Published by Brownbook
244 pages, 26 × 21.1 cm
Price: 45 lei
‘The silence of snow, thought the man sitting just behind the bus driver,’ starts Orhan Pamuk’s novel, aptly named, ‘Snow’. ‘If this were the beginning of a poem, he would have called the thing he felt inside him the silence of snow.’ It’s a natural scene setter – evoking a sky’s greyness, the soft crunch of footsteps and the particular stillness that snow brings as it falls across the land.
This issue of Brownbook is an ode to such snowy landscapes. The Middle East’s lesser-known sibling of sea and sand, the region may not be immediately associated with snowflakes but snowfall can be found annually across the mountain ranges of Morocco, Lebanon, Turkey and Iran, and even in Saudi Arabia.

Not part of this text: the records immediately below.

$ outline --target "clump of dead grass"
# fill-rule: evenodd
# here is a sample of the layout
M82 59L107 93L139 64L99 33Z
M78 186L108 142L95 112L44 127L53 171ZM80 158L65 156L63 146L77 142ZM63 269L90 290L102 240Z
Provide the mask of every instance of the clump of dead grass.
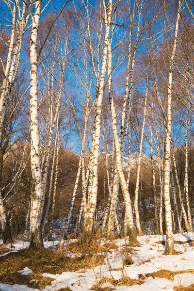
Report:
M65 245L64 250L73 254L97 254L105 251L103 246L97 241L93 241L89 245L82 243L81 240L69 242Z
M10 251L10 249L7 248L5 245L5 244L1 244L0 245L0 255L3 255Z
M105 242L102 245L97 240L93 240L90 245L82 243L79 240L73 242L69 242L64 246L65 251L70 251L73 254L97 254L106 253L110 249L116 250L118 246L113 242Z
M3 275L2 275L3 273ZM30 282L33 280L32 282ZM26 285L29 287L44 289L46 286L51 285L51 281L54 280L48 277L43 277L39 272L35 272L28 275L22 275L17 272L6 272L5 269L3 272L0 271L0 281L5 284Z
M103 289L100 289L100 286L105 283L110 283L115 287L123 286L130 287L133 285L141 285L144 283L144 281L140 279L139 279L138 280L131 279L131 278L130 278L130 277L129 277L128 276L123 276L119 279L116 279L113 278L108 277L102 277L100 278L100 279L97 284L93 285L91 287L91 290L97 290L97 291L103 290ZM110 290L111 289L109 289L108 290ZM112 289L112 290L113 290L114 289Z
M118 246L113 242L105 242L102 245L104 251L109 252L110 250L117 250Z
M120 251L120 254L131 254L131 255L135 255L137 254L137 251L134 249L132 247L129 246L125 246L123 248L122 248Z
M155 277L157 277L158 278L165 278L167 280L173 282L174 280L174 276L175 275L186 273L194 274L194 270L189 269L184 271L172 271L169 270L162 269L152 273L147 273L145 275L140 274L139 275L139 279L144 279L146 277L151 276L154 279Z
M123 244L122 245L125 246L133 246L133 247L135 247L136 246L140 246L141 244L139 242L133 242L133 241L129 240L128 243Z
M175 291L194 291L194 284L192 284L187 287L180 286L179 287L174 287L174 290Z
M0 258L0 281L7 284L21 284L29 287L35 286L37 289L44 289L50 285L50 278L44 278L41 274L62 274L63 272L76 272L94 268L104 263L104 257L95 254L82 255L70 258L54 250L43 249L36 251L22 250L14 254L10 253ZM22 275L17 273L25 267L32 270L33 273ZM31 280L37 280L30 283Z
M72 291L71 289L69 287L65 287L65 288L61 288L58 291Z

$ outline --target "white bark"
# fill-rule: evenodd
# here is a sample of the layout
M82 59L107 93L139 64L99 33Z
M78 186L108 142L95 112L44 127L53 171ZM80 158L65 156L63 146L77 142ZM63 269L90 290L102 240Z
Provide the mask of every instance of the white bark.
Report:
M191 219L191 208L189 205L189 188L188 188L188 118L186 123L186 139L185 139L185 195L187 203L187 215L190 231L193 231L192 221Z
M175 39L173 50L170 57L170 67L168 84L167 115L166 125L166 137L165 142L165 155L164 173L164 197L166 217L166 255L173 255L174 241L172 222L171 207L170 200L170 146L172 122L172 84L173 77L173 65L177 45L177 36L180 18L180 0L178 0L178 8L177 14ZM166 35L166 37L167 36Z
M142 160L142 146L143 142L144 139L144 127L145 126L146 117L146 110L147 108L147 92L148 92L148 77L147 77L146 82L146 92L145 95L145 100L144 105L144 118L142 128L142 131L141 133L141 140L139 149L139 156L138 156L138 162L137 163L137 178L135 184L135 198L134 202L134 208L135 212L135 216L136 219L136 226L137 228L138 234L139 236L143 235L143 233L141 227L139 213L138 208L138 196L139 196L139 181L140 178L140 169L141 169L141 163Z
M185 224L185 226L186 226L186 228L187 229L187 231L188 231L189 232L189 231L192 231L192 230L191 230L192 229L190 228L190 225L189 225L189 224L188 222L188 220L187 217L187 214L186 213L185 209L184 208L183 202L182 201L181 191L180 189L180 183L179 183L179 179L178 179L178 172L177 171L177 163L176 163L176 159L175 159L175 151L174 150L173 151L172 154L173 154L172 155L173 155L173 165L174 165L174 169L175 171L175 178L176 178L176 181L177 183L178 192L178 198L179 198L181 210L181 211L182 213L182 215L183 215L183 217L184 219L184 223Z
M153 155L153 131L151 126L150 128L150 133L151 133L151 145L150 145L150 152L151 152L151 159L152 162L152 181L153 181L153 192L154 193L154 214L155 219L156 221L156 230L157 233L160 233L160 227L159 224L158 223L158 206L157 206L157 200L156 197L156 175L155 172L155 165L154 161ZM159 165L160 166L160 165Z
M122 169L121 162L121 148L119 139L118 136L117 128L116 124L116 113L113 100L113 87L112 84L112 54L110 40L108 43L108 51L109 55L108 74L109 76L108 87L109 94L109 102L111 107L112 128L115 151L115 155L116 168L125 201L126 214L126 215L127 235L129 235L129 239L131 239L132 241L136 241L137 240L137 234L133 224L133 219L132 212L131 203L130 201L130 195L129 193L128 188L127 185L125 176Z
M112 0L109 0L107 7L105 0L103 0L103 3L106 32L102 55L102 64L99 83L98 94L97 95L96 107L95 126L93 136L94 146L91 157L92 166L91 171L92 173L92 190L91 192L88 194L90 199L88 205L87 213L84 214L82 237L82 241L84 243L88 243L91 237L94 215L97 201L97 192L98 188L98 160L101 128L101 105L104 90L104 85L106 74L106 58L111 26Z
M39 138L37 104L36 41L41 13L41 1L35 2L34 15L32 17L30 43L30 115L31 132L31 169L32 193L31 210L30 247L43 247L41 227L41 170L39 157Z
M172 196L173 198L174 206L175 207L175 211L177 214L177 221L178 222L178 231L179 233L183 232L182 229L180 221L180 215L179 213L179 210L178 208L178 204L177 199L177 194L175 191L175 183L174 181L173 173L172 172L172 167L170 167L170 171L171 173L171 181L172 181L172 187L171 187L171 192Z
M54 144L54 147L53 156L52 158L52 163L51 171L51 173L50 173L50 185L49 186L49 190L48 190L48 201L47 201L47 207L46 209L45 215L44 216L44 219L43 219L42 226L42 233L43 235L44 234L44 231L45 230L45 226L47 223L48 215L48 210L49 210L49 207L50 207L50 199L51 198L53 179L53 176L54 176L54 166L55 166L55 157L56 157L56 152L57 152L57 144L58 144L57 143L58 143L58 131L59 131L59 111L58 111L58 112L56 133L55 141L55 144Z

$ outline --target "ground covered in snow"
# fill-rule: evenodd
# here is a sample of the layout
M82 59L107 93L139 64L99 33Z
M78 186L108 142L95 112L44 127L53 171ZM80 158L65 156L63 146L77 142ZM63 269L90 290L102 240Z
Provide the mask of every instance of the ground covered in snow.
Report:
M45 242L41 253L22 241L1 246L1 253L0 246L0 290L194 290L194 233L174 235L174 256L163 255L164 240L144 236L134 246L127 239L98 239L89 252L72 240L64 254L58 242Z

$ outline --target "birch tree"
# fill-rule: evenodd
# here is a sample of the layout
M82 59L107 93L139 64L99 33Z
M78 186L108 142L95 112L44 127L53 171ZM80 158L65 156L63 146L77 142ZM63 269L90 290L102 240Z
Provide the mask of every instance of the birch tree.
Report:
M180 13L180 1L178 1L178 12L177 16L173 50L170 56L170 67L168 82L167 113L166 125L166 136L165 141L165 154L164 170L164 197L166 217L166 255L173 255L174 240L172 223L171 207L170 200L170 146L172 122L172 85L173 66L175 56ZM167 35L166 35L167 36Z
M41 225L41 170L39 156L36 49L41 2L41 0L37 0L35 2L34 13L32 16L32 29L30 41L31 160L33 183L30 215L30 247L33 249L40 249L43 247Z

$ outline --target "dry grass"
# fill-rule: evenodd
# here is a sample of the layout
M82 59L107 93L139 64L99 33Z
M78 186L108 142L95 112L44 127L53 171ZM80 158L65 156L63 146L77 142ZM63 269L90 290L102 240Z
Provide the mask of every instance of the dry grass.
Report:
M166 242L165 241L158 241L158 242L155 242L156 243L159 243L160 244L163 244L165 245ZM194 241L189 240L188 241L185 241L185 242L181 242L181 241L174 241L174 243L177 244L184 244L185 243L194 243Z
M174 281L174 276L175 276L175 275L187 273L194 274L194 270L193 269L189 269L188 270L184 271L173 272L172 271L169 271L169 270L162 269L152 273L147 273L146 274L145 274L145 275L142 274L140 274L139 275L139 278L141 279L144 279L146 277L151 276L154 279L155 277L158 277L158 278L165 278L167 280L169 280L172 282Z
M105 251L103 246L96 241L93 241L89 246L82 243L81 241L69 242L65 244L64 250L73 254L97 254Z
M105 242L102 245L102 247L105 252L109 252L110 250L117 250L118 246L113 242Z
M104 263L104 257L101 255L82 256L70 258L59 252L43 249L40 251L30 249L19 251L0 258L0 281L7 284L27 285L29 287L43 289L50 285L53 279L43 277L41 274L61 274L63 272L84 270ZM33 273L22 275L17 271L28 267ZM29 283L32 279L37 280Z
M10 251L10 249L6 247L5 244L1 244L0 245L0 255L3 255Z
M59 289L59 290L58 291L72 291L72 290L69 288L69 287L65 287L65 288L61 288L61 289Z
M126 255L127 254L136 255L137 254L137 251L135 250L132 247L126 246L121 249L121 250L120 251L120 253L122 254L123 255Z
M113 289L108 289L106 288L106 289L103 289L101 287L101 285L105 283L110 283L113 284L114 287L117 287L119 286L132 286L133 285L141 285L143 283L144 283L144 281L139 279L138 280L136 280L135 279L131 279L130 277L128 276L123 276L121 279L119 280L116 280L115 279L113 279L113 278L109 278L107 277L103 277L100 278L100 280L98 282L98 283L94 285L93 285L91 288L91 290L97 290L97 291L104 291L105 290L113 290ZM100 289L101 288L101 289Z
M89 246L82 243L81 240L74 242L69 242L64 246L65 251L70 251L73 254L97 254L118 248L118 246L113 242L105 242L101 245L97 240L93 241Z
M183 287L180 286L179 287L174 287L174 290L175 291L194 291L194 284L192 284L187 287Z
M129 240L128 243L126 243L126 244L123 244L122 245L125 246L133 246L133 247L135 247L136 246L140 246L141 244L139 242L134 242L130 240Z

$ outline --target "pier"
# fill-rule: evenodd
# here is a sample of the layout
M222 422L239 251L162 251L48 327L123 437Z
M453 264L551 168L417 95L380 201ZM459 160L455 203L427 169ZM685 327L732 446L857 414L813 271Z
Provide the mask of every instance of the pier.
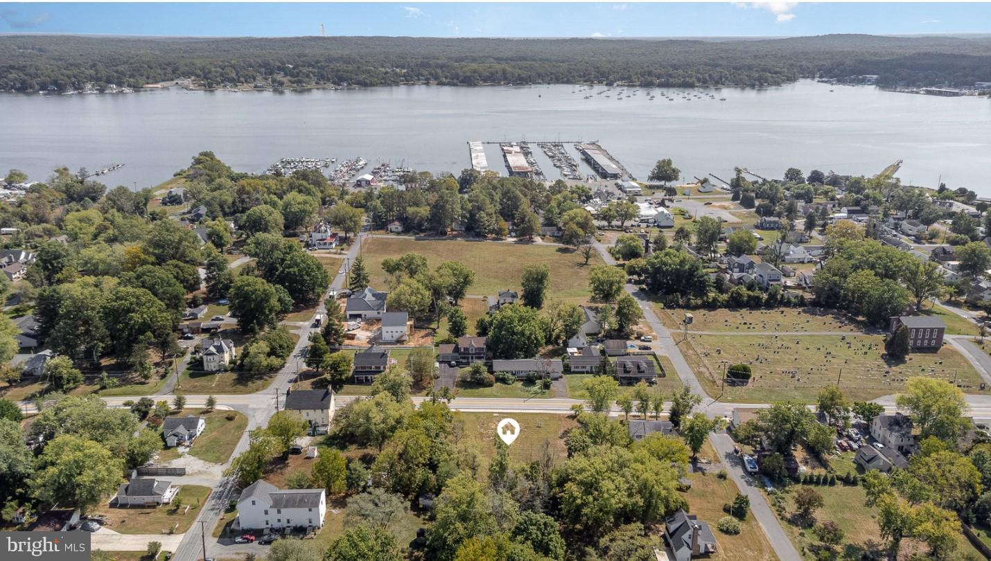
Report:
M489 170L489 160L481 141L469 141L468 154L472 157L472 169L483 172Z

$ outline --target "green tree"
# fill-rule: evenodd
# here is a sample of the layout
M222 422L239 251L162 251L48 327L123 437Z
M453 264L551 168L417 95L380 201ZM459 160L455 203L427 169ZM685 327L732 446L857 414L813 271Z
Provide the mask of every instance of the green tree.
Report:
M895 403L909 411L922 438L936 436L955 442L970 424L965 416L968 407L963 392L943 380L910 378Z
M544 346L546 334L546 323L534 308L509 304L490 317L487 345L496 358L528 358Z
M597 376L582 381L589 393L589 406L593 411L607 411L619 393L619 383L610 377Z
M355 259L354 265L351 266L351 274L349 276L348 287L352 292L361 292L369 285L369 274L365 269L365 260L362 256L358 256Z
M670 158L658 160L654 168L650 170L647 178L651 181L663 181L668 184L670 181L677 181L681 177L681 169L675 168Z
M38 458L32 489L46 505L73 505L86 513L117 489L123 473L123 461L99 443L62 435Z
M757 238L749 230L736 230L726 238L726 252L735 256L753 255L757 252Z
M604 302L614 300L626 284L626 273L617 267L596 265L589 271L592 295Z
M546 265L527 265L523 268L523 304L533 309L544 306L544 295L550 284L551 272Z
M278 294L264 279L238 277L231 286L230 302L238 327L245 333L260 333L278 323Z

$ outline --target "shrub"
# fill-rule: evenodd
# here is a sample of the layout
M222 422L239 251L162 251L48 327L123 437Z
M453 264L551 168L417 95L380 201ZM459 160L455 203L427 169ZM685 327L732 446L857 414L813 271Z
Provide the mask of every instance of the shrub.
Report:
M719 531L729 535L736 535L740 533L740 521L732 516L722 516L719 521L716 523L716 527L719 528Z
M736 364L726 370L726 376L733 380L750 380L753 371L750 369L750 365Z

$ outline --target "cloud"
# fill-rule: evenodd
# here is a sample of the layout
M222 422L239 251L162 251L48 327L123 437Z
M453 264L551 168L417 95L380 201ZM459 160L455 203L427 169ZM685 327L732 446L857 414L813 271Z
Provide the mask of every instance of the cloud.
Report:
M799 5L798 2L731 2L737 8L767 10L775 16L779 24L784 24L795 19L792 10Z
M49 20L48 12L38 14L33 18L23 18L15 10L0 12L0 20L7 23L11 29L34 29Z

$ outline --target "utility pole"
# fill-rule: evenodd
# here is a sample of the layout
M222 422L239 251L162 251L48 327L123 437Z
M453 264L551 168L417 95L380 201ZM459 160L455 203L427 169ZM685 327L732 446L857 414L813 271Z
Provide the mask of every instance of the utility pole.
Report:
M199 521L199 537L203 540L203 561L206 561L206 529L204 524L206 524L206 520Z

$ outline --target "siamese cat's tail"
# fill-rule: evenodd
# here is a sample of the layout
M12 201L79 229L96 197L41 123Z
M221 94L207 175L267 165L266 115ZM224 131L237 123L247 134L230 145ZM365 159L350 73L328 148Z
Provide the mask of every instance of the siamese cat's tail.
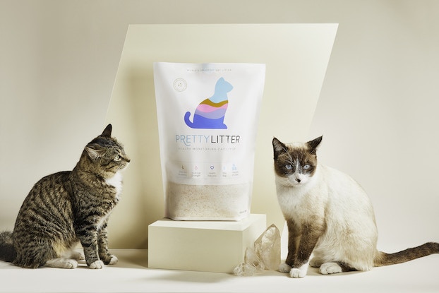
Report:
M395 253L378 251L373 260L373 265L375 267L396 265L433 253L439 253L439 243L427 242L419 246L407 249Z
M16 249L12 244L12 232L0 232L0 261L11 263L16 256Z

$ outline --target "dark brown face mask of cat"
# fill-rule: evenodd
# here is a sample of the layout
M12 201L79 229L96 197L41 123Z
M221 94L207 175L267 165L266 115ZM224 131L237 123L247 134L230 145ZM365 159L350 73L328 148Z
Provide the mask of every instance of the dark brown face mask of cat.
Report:
M283 178L286 186L303 186L317 169L317 148L322 136L304 144L285 145L275 138L272 140L275 172Z

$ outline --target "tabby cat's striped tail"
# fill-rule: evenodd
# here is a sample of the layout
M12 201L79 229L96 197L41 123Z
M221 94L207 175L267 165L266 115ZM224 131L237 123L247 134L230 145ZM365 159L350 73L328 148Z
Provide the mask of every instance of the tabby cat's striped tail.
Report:
M11 263L16 258L16 249L12 244L12 232L0 232L0 261Z
M439 253L439 243L427 242L417 247L407 249L395 253L386 253L379 251L373 260L375 267L396 265L405 263L433 253Z

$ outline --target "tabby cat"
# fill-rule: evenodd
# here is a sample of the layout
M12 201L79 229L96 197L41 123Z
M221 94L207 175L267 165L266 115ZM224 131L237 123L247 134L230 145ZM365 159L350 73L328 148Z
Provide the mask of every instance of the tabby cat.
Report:
M119 201L121 171L130 162L111 137L112 125L84 148L72 171L47 176L32 188L13 232L0 234L0 260L23 268L90 268L114 264L107 249L108 217ZM73 249L80 242L84 254Z
M303 277L308 265L322 274L368 270L439 253L434 242L395 253L378 251L368 197L348 175L318 164L321 140L321 136L305 143L272 140L277 199L289 232L281 272Z

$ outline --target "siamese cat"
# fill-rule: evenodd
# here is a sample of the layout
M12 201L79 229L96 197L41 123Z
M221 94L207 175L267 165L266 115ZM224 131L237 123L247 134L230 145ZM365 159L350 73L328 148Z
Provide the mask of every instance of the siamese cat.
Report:
M349 176L318 163L321 140L272 140L277 199L289 232L281 272L303 277L309 265L325 275L364 271L439 253L435 242L395 253L378 251L369 198Z

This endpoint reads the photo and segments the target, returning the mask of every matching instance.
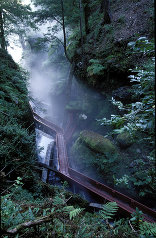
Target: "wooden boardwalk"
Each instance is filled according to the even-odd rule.
[[[135,212],[136,207],[139,208],[144,213],[144,220],[148,222],[155,222],[156,221],[156,212],[151,208],[135,201],[134,199],[112,189],[109,186],[99,183],[96,180],[93,180],[78,171],[73,170],[68,166],[68,157],[66,151],[66,141],[64,136],[63,129],[59,128],[58,126],[54,125],[51,122],[41,118],[36,113],[33,113],[35,124],[38,125],[43,131],[49,131],[49,134],[56,135],[56,146],[57,146],[57,159],[59,162],[59,171],[55,172],[62,177],[63,179],[67,180],[69,183],[75,183],[78,186],[82,187],[83,189],[87,190],[91,194],[96,197],[102,198],[103,200],[107,201],[115,201],[120,210],[126,214],[131,214]],[[68,128],[71,128],[71,123],[69,123]],[[67,130],[65,130],[67,131]],[[69,134],[67,138],[69,140]],[[54,169],[48,165],[40,163],[40,166],[47,168],[48,170],[54,171]]]

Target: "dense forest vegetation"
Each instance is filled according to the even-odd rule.
[[[155,237],[155,223],[143,221],[138,209],[131,218],[123,218],[117,204],[112,202],[93,212],[87,201],[67,190],[66,182],[57,187],[40,180],[27,90],[29,74],[7,51],[9,37],[15,34],[22,44],[24,38],[31,46],[35,42],[35,50],[45,49],[48,43],[50,56],[62,45],[64,55],[55,60],[66,58],[70,62],[67,91],[74,73],[88,87],[111,93],[111,102],[118,113],[110,119],[102,113],[96,117],[101,130],[109,126],[111,133],[104,136],[82,130],[75,137],[70,153],[82,171],[92,165],[112,186],[129,189],[142,201],[147,198],[153,201],[154,1],[31,2],[35,11],[20,0],[0,0],[2,237]],[[49,26],[44,37],[33,41],[30,33],[27,36],[30,28],[38,31],[40,24],[53,21],[56,24]],[[66,107],[75,110],[77,105]],[[82,160],[84,156],[87,160]],[[119,177],[122,164],[124,174]]]

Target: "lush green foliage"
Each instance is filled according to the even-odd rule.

And here, this ‘silence of snow’ produces its own special culture, entwined in the flurries of wintry life, spent busy by hitting the slopes or kept warm with late-night salep and spiced ginger coffee.
After spending this winter visiting the artists, athletes and whole communities tucked away among the Middle East’s snow-capped peaks, we discovered two different ways of life: one of slowness and silence, and a second of pure adventure – both off and on piste.
A sense of adventure is definitely key for Karim Kerbouche, the man pioneering Algerian ice hockey, who shares his vision for the future of North African winter sports. We also meet with Iran’s top rock climber and Armenia’s female Olympic ski team, who take us to their remote mountainscapes, while Tajikistan’s ‘trekking guru’ and Afghanistan’s female park rangers in the Band-e-Amir national park highlight the different lives that snow can inspire.
There’s also a visit to Šerefudin’s White Mosque in Visoko, Bosnia – designed by the country’s leading modernist architect, Zlatko Ugljen, and an equally inspiring and educational lesson from Mohammed Al-Shaker, the Middle East’s renegade weatherman, who gives us some meteorological insights into the impact of snow. Did you know that in December 2013, more than 150,000 cars were abandoned on the streets of Amman because drivers were stranded due to the snowstorm? Until this issue, neither did we.